En las ciudades donde el otoño llega como un susurro cansado, el 25 de noviembre suele amanecer igual que cualquier otro día: el repartidor deja el pan en la puerta, un niño llora porque no quiere ir al colegio y un gato cruza la calle con la soberbia de quien se siente eterno. Pero basta abrir el periódico o encender la radio para que, de pronto, esa normalidad se vuelva una mentira piadosa. En algún lugar -siempre demasiado cerca...- una mujer ha sido golpeada, silenciada, borrada como si la vida fuera una pizarra y ella una simple marca de tiza. Este día existe para recordarnos que ese trazo nunca debería haberse borrado.

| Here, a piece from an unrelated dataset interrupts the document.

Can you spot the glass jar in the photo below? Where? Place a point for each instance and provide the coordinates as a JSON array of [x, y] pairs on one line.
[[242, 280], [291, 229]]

Hay quien dice, con la misma suficiencia con que se comenta el precio del café, que estas fechas ya están demasiado vistas. Que la violencia es un asunto privado, o que la igualdad está conseguida y solo hace falta que “no exageremos tanto”. Esa palabra, exagerar, es la que utilizan los que jamás han tenido miedo al cerrar por dentro la puerta de su casa. Miedo de quien sabe que el monstruo no vive en los bosques encantados, sino en el salón, a veces sentado en el sofá viendo un partido.

El 25N, más que una efeméride, es un espejo. Si uno se mira bien, descubre que la violencia contra las mujeres no es un fracaso de ellas, sino una sombra proyectada por todos: los que callan, los que justifican, los que miran hacia otro lado mientras aseguran que no es asunto suyo. También los que, sin darse cuenta, sostienen con las palabras de siempre los viejos techos donde la desigualdad sigue anidando como un murciélago.

En estos tiempos en que la crispación lo devora todo -desde el Congreso hasta la sobremesa-, defender el 25N se ha convertido en un gesto casi revolucionario. No porque pida grandes heroísmos, sino porque exige algo mucho más difícil: humanidad.